Unless I am missing something, I think these normalize_grob_ref()
calls should be removed from this function; add_ref_decoration() is
called once for EVERY ref the repository has, so you are normalizing
a handful of patterns you got from the user over and over to get the
same normalization, possibly thousands of times in a repository of a
project with long history.

You have finished collecting patterns on filter->{exclude,include}
list from the user by the time "for_each_ref(add_ref_decoration)" is
called in load_ref_decorations(), and these patterns never changes
after that.

Perhaps normalize the patterns inside load_ref_decorations() only
once and have the normalized patterns in the filter lists?

This would be what a sane person would do. This detail went over my head. Will move it to load_ref_decorations()

  	if (starts_with(refname, git_replace_ref_base)) {
  		struct object_id original_oid;
  		if (!check_replace_refs)
@@ -136,6 +160,9 @@ static int add_ref_decoration(const char *refname, const struct object_id *oid,
  		add_name_decoration(DECORATION_REF_TAG, refname, obj);
+	strbuf_release(&real_pattern);
  	return 0;
@@ -148,15 +175,15 @@ static int add_graft_decoration(const struct commit_graft *graft, void *cb_data)
  	return 0;
-void load_ref_decorations(int flags)
+void load_ref_decorations(int flags, struct ref_include_exclude_list *data)
  	if (!decoration_loaded) {
decoration_loaded = 1;
  		decoration_flags = flags;
-		for_each_ref(add_ref_decoration, NULL);
-		head_ref(add_ref_decoration, NULL);
-		for_each_commit_graft(add_graft_decoration, NULL);
+		for_each_ref(add_ref_decoration, data);
+		head_ref(add_ref_decoration, data);
+		for_each_commit_graft(add_graft_decoration, data);

Don't name that variable "data".

for_each_*() and friends that take a callback with callback specific
data MUST call the callback specific data as generic, e.g. cb_data,
because they do not know what they are passing.  The callers of
these functions, like this one, however, know what they are passing.
Also load_ref_decorations() itself knows what its second parameter

     void load_ref_decorations(int flags, struct decoration_filter *filter)

or something (see below).

diff --git a/log-tree.h b/log-tree.h
index 48f11fb74..66563af88 100644
--- a/log-tree.h
+++ b/log-tree.h
@@ -7,6 +7,10 @@ struct log_info {
  	struct commit *commit, *parent;
+struct ref_include_exclude_list {
+	struct string_list *include, *exclude;

The "decoration" is not the only thing related to "ref" in the
log-tree API; calling this structure that filters what refs to be
used for decoration with the above name without saying that this is
about "decoration" is too selfish and unmaintainable.

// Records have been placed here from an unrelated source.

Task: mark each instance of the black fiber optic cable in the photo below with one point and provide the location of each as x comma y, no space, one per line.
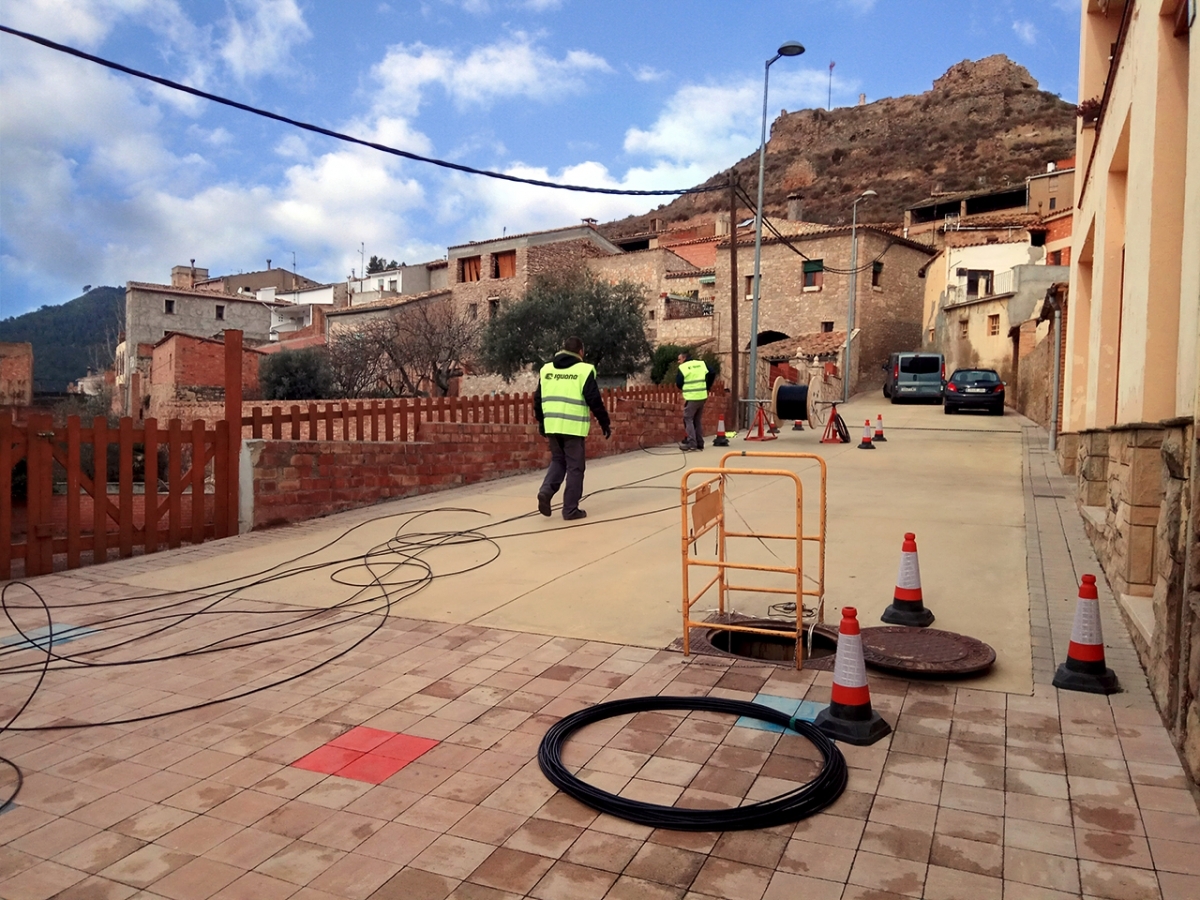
791,807
337,135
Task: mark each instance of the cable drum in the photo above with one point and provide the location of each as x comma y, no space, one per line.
792,807
790,401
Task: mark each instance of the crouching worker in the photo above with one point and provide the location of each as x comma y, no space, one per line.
567,390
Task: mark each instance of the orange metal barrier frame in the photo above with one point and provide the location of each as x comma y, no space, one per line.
708,513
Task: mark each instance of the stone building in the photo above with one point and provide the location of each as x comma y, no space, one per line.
151,311
184,367
810,293
1133,336
976,294
484,274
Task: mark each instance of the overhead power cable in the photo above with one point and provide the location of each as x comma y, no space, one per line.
337,135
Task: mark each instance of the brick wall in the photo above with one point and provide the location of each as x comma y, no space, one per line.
297,480
16,373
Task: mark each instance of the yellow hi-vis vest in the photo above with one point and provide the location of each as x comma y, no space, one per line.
695,376
563,408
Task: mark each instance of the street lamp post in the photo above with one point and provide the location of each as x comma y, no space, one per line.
853,287
789,49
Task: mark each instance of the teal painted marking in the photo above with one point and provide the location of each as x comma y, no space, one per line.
802,709
42,637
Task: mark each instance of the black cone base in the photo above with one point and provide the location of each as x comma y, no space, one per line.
912,613
1068,679
861,732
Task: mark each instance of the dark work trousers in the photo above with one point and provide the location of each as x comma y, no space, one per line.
567,457
693,411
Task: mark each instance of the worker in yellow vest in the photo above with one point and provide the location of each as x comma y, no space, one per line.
567,391
695,378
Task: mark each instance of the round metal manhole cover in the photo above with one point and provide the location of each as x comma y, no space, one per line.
924,651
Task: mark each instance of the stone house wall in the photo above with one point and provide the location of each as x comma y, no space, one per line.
475,297
1138,497
888,316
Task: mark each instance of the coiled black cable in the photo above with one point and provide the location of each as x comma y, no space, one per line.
791,807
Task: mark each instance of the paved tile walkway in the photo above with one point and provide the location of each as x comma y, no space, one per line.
977,795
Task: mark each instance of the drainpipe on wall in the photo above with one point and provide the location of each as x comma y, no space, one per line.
1057,367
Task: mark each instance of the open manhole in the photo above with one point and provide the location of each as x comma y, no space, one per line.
915,652
771,648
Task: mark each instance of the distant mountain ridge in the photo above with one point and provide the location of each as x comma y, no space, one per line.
70,337
984,124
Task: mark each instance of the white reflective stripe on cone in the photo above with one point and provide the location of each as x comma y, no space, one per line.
850,670
910,571
1086,628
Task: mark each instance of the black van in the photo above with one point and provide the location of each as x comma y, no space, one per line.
915,376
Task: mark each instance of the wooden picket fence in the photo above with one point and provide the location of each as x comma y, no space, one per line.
72,509
186,487
401,419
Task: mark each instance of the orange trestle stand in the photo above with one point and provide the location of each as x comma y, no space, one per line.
867,437
1084,669
849,717
907,605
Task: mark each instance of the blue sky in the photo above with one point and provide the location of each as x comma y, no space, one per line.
106,179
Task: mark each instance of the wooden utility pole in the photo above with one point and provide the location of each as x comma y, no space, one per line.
735,384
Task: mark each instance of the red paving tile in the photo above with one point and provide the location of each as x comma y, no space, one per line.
373,768
327,760
361,738
366,754
405,747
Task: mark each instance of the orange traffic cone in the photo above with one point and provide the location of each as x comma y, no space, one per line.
907,605
1084,669
867,437
849,715
720,439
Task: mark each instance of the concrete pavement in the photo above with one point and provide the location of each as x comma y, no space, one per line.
996,787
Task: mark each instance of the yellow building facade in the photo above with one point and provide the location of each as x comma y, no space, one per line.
1133,333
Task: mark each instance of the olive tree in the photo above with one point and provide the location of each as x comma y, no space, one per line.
609,318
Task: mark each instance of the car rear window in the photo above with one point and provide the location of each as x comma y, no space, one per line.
921,369
921,365
975,375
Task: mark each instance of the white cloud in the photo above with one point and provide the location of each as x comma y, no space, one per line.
648,73
511,67
1026,31
263,41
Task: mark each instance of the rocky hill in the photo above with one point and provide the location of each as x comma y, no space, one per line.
984,124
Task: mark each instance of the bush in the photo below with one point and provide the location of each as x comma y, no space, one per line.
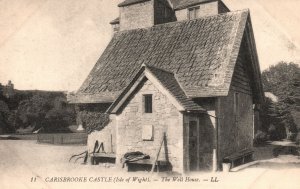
260,138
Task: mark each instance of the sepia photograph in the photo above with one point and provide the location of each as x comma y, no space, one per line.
149,94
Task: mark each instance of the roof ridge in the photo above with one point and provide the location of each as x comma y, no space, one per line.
186,21
161,69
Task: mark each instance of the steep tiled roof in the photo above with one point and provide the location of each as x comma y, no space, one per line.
115,21
201,52
167,80
130,2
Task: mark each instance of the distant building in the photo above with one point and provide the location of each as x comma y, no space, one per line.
188,69
7,90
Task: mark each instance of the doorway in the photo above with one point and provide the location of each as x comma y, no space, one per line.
194,144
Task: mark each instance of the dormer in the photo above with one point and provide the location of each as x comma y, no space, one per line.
192,9
144,13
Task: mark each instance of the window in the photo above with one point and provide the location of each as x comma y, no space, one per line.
147,132
193,12
236,104
148,103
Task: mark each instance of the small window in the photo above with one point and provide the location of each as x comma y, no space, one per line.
147,132
193,12
148,103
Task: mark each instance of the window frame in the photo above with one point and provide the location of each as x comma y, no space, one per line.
148,103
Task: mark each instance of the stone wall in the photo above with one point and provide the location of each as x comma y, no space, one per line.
165,118
235,129
140,15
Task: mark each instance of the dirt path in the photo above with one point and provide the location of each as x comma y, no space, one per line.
22,160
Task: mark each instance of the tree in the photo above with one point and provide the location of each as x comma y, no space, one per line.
283,81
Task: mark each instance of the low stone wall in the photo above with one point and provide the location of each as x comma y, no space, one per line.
165,118
62,138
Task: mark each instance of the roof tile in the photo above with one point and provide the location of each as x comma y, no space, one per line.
193,50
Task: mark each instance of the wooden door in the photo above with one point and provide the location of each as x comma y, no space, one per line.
193,145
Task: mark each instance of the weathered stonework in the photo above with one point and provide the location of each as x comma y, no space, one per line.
205,9
135,16
106,135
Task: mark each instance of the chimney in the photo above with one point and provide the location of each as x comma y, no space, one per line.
193,9
136,14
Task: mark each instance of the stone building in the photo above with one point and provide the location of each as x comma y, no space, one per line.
185,68
7,90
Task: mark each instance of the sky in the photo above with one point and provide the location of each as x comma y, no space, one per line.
53,44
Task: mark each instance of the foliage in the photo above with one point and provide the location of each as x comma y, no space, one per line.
283,80
39,109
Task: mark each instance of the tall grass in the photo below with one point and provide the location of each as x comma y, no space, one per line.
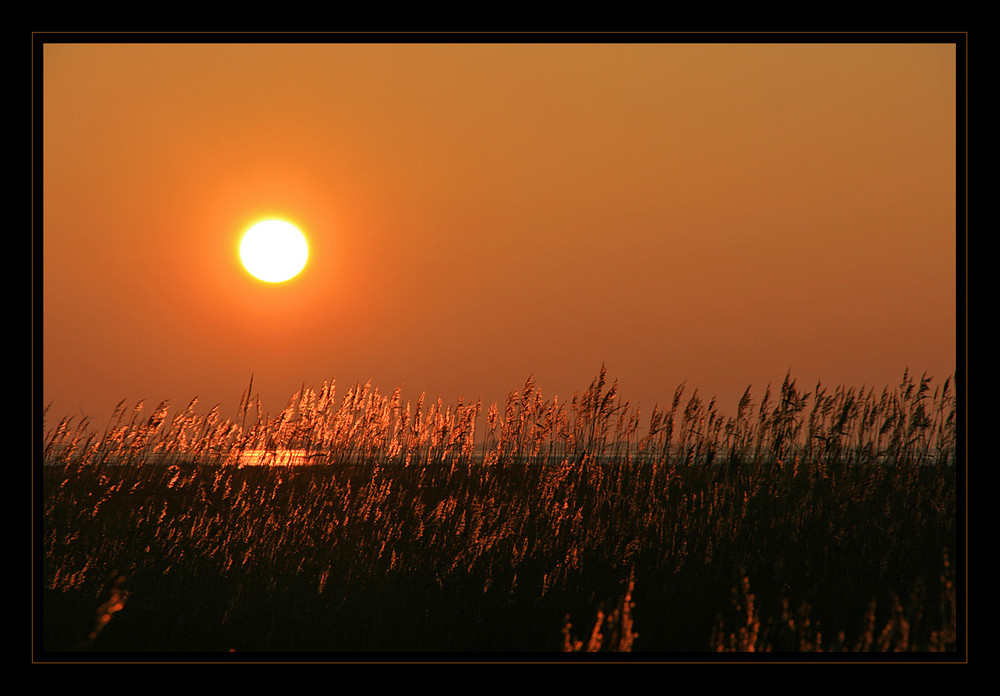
426,526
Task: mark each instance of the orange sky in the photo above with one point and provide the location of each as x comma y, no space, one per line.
478,213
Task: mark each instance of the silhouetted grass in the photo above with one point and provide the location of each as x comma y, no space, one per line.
806,522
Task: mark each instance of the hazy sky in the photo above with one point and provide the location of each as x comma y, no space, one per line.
478,213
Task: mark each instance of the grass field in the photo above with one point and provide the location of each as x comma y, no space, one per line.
806,522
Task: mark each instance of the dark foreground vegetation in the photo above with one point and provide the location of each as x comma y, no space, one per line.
809,522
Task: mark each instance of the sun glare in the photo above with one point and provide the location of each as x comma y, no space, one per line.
274,251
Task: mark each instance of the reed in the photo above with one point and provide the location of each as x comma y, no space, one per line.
433,526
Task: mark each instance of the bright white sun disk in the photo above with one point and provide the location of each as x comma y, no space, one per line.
274,251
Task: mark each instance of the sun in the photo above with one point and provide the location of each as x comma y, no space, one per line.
274,251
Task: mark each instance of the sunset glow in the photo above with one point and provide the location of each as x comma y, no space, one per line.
473,346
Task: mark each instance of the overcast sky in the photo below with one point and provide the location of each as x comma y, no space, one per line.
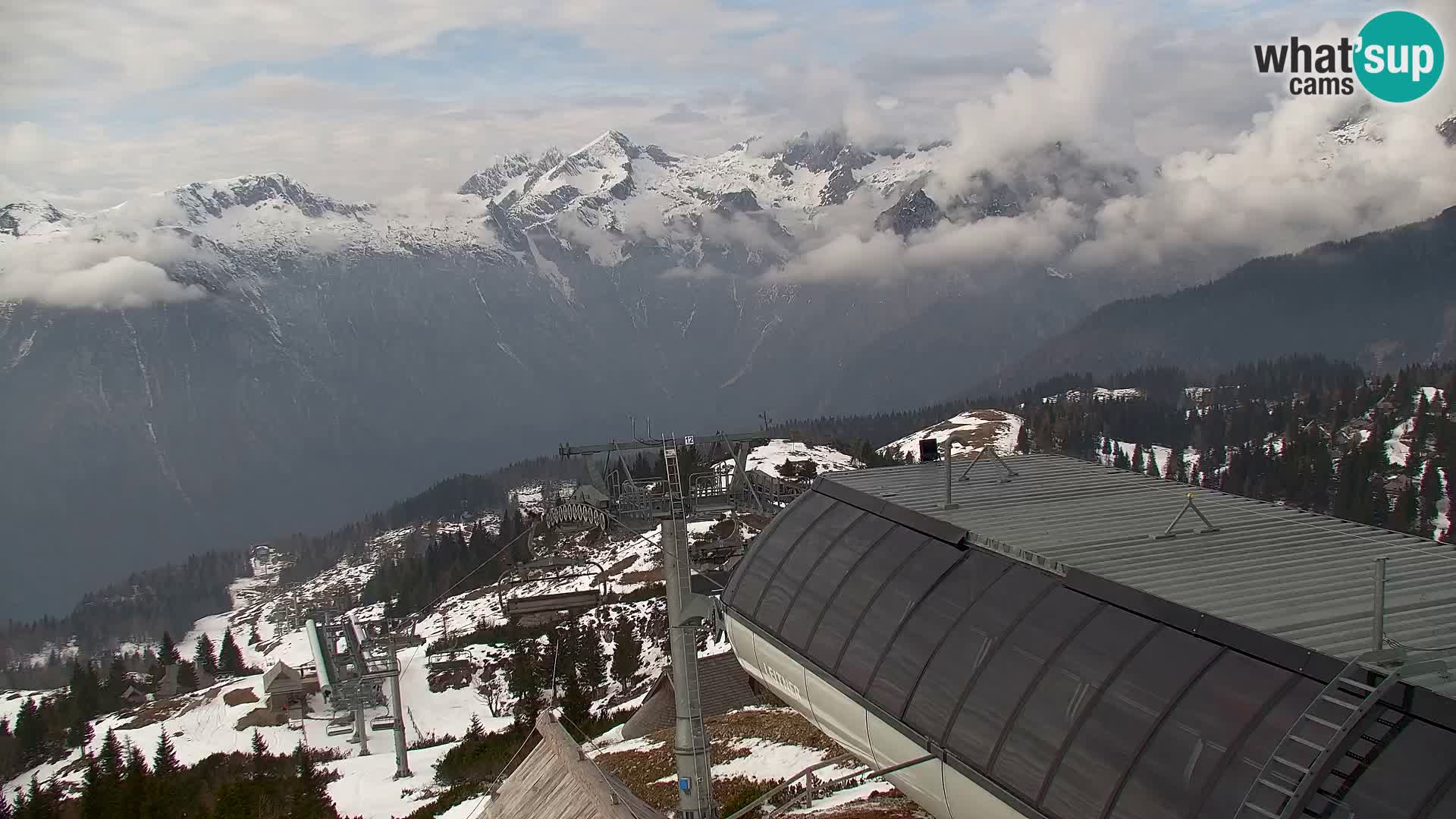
367,98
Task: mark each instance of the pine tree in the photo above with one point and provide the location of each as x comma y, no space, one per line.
165,761
310,798
187,676
38,802
1120,460
111,757
525,681
1407,510
80,733
206,654
93,790
168,654
231,659
626,653
117,679
1379,503
593,664
1430,494
576,706
259,754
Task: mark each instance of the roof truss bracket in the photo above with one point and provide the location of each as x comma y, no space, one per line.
989,450
1188,506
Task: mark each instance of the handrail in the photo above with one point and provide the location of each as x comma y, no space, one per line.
786,783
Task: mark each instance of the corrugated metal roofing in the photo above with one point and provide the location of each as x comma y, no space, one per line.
1289,573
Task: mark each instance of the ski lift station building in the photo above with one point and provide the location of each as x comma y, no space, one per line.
1060,640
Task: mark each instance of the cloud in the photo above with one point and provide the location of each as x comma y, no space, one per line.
601,248
88,271
755,234
705,270
979,248
682,112
878,259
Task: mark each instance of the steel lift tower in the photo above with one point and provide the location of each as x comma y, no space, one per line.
686,613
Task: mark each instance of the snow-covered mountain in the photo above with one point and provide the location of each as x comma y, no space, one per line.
968,431
603,181
271,357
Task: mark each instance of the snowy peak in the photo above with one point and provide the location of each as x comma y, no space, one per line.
202,200
826,153
20,219
490,184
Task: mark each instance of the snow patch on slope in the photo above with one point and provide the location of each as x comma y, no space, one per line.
968,431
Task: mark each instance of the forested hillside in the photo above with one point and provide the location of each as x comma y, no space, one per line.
1302,428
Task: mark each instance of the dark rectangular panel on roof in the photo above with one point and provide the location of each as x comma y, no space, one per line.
785,582
1075,679
968,645
887,507
1404,777
932,618
859,586
1117,726
854,497
887,611
826,576
1012,670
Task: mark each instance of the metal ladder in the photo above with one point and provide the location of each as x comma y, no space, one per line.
1315,744
691,700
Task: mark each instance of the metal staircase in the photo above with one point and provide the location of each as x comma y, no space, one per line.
1345,713
691,738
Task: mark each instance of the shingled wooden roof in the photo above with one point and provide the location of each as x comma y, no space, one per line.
558,780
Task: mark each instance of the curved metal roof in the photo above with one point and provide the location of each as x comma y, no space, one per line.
1079,695
1283,572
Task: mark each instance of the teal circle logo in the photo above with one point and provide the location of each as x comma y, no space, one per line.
1400,55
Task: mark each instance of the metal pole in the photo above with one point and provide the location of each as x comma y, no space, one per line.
362,726
691,738
1378,621
948,504
400,746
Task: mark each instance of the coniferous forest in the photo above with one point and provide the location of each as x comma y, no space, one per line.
1302,430
123,781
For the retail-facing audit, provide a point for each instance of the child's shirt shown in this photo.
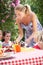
(36, 46)
(7, 44)
(0, 44)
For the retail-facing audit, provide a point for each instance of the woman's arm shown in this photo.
(34, 23)
(20, 36)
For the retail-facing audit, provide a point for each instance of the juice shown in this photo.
(16, 47)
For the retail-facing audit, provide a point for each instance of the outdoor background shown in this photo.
(7, 18)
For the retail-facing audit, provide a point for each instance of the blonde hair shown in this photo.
(25, 8)
(40, 36)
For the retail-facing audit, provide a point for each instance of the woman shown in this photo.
(26, 19)
(39, 40)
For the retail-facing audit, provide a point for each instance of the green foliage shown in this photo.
(37, 7)
(7, 13)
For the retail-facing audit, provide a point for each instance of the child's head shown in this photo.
(21, 10)
(0, 34)
(6, 36)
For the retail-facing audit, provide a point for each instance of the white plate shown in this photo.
(7, 55)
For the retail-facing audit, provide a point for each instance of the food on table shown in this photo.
(16, 47)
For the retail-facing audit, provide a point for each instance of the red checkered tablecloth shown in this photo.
(25, 58)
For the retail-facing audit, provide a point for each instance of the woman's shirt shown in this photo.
(29, 30)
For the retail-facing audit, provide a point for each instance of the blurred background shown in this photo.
(7, 18)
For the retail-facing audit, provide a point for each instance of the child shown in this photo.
(39, 40)
(0, 38)
(7, 36)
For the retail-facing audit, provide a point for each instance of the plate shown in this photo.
(7, 55)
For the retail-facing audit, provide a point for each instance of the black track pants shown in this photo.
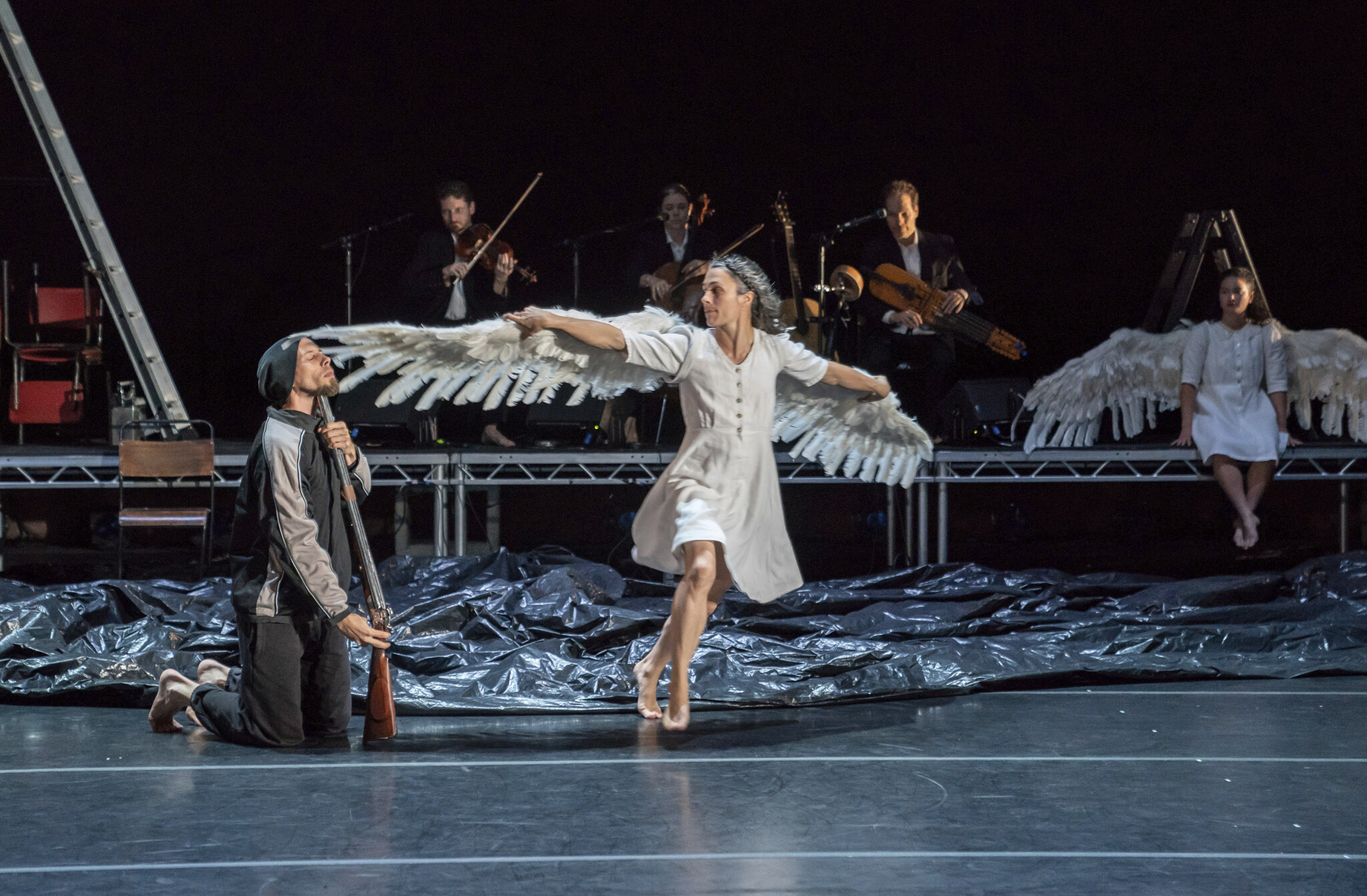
(294, 683)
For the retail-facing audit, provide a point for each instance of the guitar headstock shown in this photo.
(781, 212)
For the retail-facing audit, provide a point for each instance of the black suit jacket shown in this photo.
(429, 297)
(652, 250)
(941, 268)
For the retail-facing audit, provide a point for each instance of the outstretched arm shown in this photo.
(598, 334)
(1187, 396)
(1280, 408)
(852, 379)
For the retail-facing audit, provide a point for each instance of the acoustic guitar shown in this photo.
(908, 293)
(796, 310)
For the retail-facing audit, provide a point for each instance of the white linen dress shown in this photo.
(1234, 373)
(724, 484)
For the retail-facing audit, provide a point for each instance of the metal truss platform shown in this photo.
(453, 473)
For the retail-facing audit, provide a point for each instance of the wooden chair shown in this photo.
(172, 459)
(75, 314)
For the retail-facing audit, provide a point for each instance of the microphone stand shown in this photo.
(824, 240)
(345, 242)
(575, 242)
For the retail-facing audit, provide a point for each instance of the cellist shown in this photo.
(682, 245)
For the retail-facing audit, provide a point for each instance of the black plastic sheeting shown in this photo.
(546, 631)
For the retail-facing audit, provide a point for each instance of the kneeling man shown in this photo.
(292, 566)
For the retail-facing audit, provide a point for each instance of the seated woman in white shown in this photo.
(1234, 396)
(714, 515)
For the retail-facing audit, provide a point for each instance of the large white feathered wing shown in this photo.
(1133, 373)
(490, 361)
(1330, 366)
(871, 440)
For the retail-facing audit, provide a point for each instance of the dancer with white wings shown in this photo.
(714, 515)
(1232, 379)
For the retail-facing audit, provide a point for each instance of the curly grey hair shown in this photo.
(751, 278)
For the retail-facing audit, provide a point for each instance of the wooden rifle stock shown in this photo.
(380, 721)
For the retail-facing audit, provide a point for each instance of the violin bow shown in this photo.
(743, 238)
(506, 217)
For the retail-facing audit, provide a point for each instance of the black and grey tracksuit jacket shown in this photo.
(289, 551)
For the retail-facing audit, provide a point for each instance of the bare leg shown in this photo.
(173, 696)
(702, 564)
(1232, 481)
(649, 670)
(212, 673)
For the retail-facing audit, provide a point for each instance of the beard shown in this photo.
(326, 391)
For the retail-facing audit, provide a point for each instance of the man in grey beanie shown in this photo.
(292, 567)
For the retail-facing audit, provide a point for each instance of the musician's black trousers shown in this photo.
(294, 683)
(920, 369)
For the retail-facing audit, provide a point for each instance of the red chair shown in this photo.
(75, 314)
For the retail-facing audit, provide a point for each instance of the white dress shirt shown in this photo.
(912, 263)
(456, 309)
(678, 249)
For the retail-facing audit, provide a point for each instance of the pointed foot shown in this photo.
(675, 716)
(645, 686)
(212, 673)
(173, 696)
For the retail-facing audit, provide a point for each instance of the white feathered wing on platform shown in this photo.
(490, 362)
(1136, 374)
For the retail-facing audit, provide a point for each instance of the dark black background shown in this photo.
(1060, 143)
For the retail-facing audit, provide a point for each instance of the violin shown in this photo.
(472, 241)
(687, 290)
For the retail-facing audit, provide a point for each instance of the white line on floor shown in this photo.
(678, 857)
(431, 764)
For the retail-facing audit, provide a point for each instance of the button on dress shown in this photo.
(1234, 373)
(724, 484)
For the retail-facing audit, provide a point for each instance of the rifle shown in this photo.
(379, 696)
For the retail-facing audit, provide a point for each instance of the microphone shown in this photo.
(856, 221)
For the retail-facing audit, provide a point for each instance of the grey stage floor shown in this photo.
(1231, 787)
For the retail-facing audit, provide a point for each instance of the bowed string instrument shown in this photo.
(480, 245)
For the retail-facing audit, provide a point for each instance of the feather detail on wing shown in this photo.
(490, 362)
(1133, 373)
(1330, 366)
(871, 440)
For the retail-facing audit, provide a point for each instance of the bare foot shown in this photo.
(645, 686)
(494, 438)
(675, 715)
(212, 673)
(173, 696)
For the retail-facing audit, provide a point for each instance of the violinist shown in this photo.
(442, 288)
(682, 246)
(446, 292)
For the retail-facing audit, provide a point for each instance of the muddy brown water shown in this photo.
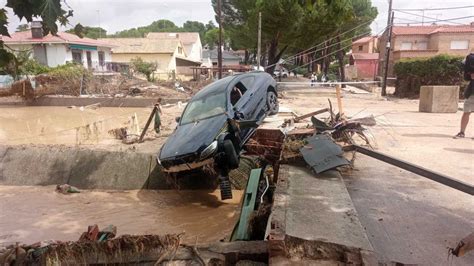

How about "struct decoration_filter" and rename the fields to say
"{include,exclude}_ref_pattern" or something like that?  The
renaming of the fields to include "ref" somewhere is coming from the
same concern---it will be selfish and narrow-minded to imagine that
the ways to filter refs used for decoration will stay forever only
based on refnames and nothing else, which would be the reason not to
have "ref" somewhere in the names.

I will make the corrections. Thanks for the feedback.